KSK Olimp Stadium
- Interactive map of KSK Olimp Stadium
- Location: Budivelnykiv Avenue, 30 Oleksandriia, Ukraine
- Coordinates: 48°39′52.9″N 33°04′06.8″E﻿ / ﻿48.664694°N 33.068556°E
- Capacity: 2,640
- Field size: 105 m × 68 m (344 ft × 223 ft)

Construction
- Opened: 25 May 1991; 35 years ago

Tenants
- Oleksandriya-2 (2024–present) Oleksandriya junior squads and Academy

= Olimp Stadium =

Stadium in Oleksandriia, Ukraine

Olimp Stadium (стадіон КСК "Олімп") is a football stadium in Oleksandriia, Ukraine. It is the home stadium of Oleksandriya-2 who play in the Ukrainian Second League.

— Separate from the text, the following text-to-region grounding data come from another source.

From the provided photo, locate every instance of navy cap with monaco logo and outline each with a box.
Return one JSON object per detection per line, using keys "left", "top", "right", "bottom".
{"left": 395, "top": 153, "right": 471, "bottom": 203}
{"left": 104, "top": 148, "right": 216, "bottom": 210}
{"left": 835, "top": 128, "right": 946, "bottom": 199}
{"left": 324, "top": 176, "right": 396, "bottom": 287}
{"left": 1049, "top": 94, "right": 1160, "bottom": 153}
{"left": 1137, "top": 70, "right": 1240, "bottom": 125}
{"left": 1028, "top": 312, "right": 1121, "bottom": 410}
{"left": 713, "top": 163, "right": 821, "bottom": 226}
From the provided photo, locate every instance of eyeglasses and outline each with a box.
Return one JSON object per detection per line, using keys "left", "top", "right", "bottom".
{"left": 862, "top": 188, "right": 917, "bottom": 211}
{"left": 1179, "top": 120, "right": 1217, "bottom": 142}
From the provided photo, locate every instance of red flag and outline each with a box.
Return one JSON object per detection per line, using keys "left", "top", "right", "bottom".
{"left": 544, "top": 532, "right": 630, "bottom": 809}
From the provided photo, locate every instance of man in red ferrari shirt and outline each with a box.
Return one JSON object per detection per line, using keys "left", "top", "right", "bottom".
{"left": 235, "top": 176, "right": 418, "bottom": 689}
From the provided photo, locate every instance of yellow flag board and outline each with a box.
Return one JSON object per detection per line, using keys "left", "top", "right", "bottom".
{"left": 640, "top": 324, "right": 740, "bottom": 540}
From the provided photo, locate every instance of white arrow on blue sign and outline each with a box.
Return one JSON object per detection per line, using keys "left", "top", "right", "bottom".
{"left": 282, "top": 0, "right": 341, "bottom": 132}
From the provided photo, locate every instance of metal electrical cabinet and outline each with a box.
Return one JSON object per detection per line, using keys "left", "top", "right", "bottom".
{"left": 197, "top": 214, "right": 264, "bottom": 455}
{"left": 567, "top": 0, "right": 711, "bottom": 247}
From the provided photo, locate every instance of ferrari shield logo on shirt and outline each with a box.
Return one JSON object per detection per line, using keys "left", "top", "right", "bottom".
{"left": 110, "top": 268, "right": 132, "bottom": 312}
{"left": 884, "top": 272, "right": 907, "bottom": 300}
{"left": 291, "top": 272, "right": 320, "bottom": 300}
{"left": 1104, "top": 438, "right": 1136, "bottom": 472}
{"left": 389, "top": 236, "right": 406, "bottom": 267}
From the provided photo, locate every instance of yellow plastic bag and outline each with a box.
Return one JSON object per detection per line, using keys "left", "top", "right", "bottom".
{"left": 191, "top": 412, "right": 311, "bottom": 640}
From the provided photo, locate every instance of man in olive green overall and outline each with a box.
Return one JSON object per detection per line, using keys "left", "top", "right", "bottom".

The cultural and sports complex Olimp was opened on 25 May 1991. It is located in Peremoha district of the city. Stadium has a covered stand, VIP area, press-box, covered futsal field with artificial turf, small gym and other facilities. It is a Ukrainian Association of Football Category 1 stadium. Oleksandriya-2 will play its home matches in the stadium starting in the 2024–25 season.